The entire worldwide server market was comprised of $51.3 billion in sales in 2005, which means that supercomputers accounted for 18 percent of all server sales in the year. The supercomputer market is growing a lot faster than the server market at large, which only grew by 4.4 percent last year. While this growth in supercomputer sales was huge, growth was higher from 2003 to 2004, when revenues shot up by 33 percent to $7.4 billion. Remarkably, supercomputer sales are up by 50 percent since 2002, when worldwide revenues were about $4.9 billion across all architectures and system sizes.

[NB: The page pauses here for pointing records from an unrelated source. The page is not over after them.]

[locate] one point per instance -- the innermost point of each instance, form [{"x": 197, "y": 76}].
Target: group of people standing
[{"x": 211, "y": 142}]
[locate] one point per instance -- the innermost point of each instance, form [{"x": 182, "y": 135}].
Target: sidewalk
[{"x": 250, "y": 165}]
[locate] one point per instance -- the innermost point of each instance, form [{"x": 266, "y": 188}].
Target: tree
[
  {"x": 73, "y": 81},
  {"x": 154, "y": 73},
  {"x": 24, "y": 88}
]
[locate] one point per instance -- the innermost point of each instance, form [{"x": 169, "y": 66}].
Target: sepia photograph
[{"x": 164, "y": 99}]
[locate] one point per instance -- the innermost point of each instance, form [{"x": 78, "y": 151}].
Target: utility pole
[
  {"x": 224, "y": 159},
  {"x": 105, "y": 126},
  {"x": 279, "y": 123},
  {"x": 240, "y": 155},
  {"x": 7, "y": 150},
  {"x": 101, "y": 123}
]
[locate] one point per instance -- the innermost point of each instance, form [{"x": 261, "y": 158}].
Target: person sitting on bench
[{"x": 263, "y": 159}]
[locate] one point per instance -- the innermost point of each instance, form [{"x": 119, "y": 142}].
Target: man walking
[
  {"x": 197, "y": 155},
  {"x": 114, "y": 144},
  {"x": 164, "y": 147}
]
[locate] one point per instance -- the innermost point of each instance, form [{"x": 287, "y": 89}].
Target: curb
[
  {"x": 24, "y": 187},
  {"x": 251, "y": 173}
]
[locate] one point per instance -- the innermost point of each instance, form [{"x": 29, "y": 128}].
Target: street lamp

IDC says that sales of clustered systems were growing explosively through 2005, and represented nearly half of all supercomputer revenues by the third quarter of last year. (IDC is still wiggling the numbers for the fourth quarter, and did not give a count for the full year.) IDC says that so-called "capacity computing" machines, which have average selling prices of between $50,000 and $1 million, drove the market growth in 2005, while capability-class and enterprise supers servers (meaning those that cost more dough) both had slight declines. IDC is projecting that capability-class supers, which represent the largest supers in the world, would account for only $900 million in sales in 2005. For more than a decade, these machines have averaged $1 billion in sales worldwide.
The question now is, how long will such large double-digit growth last?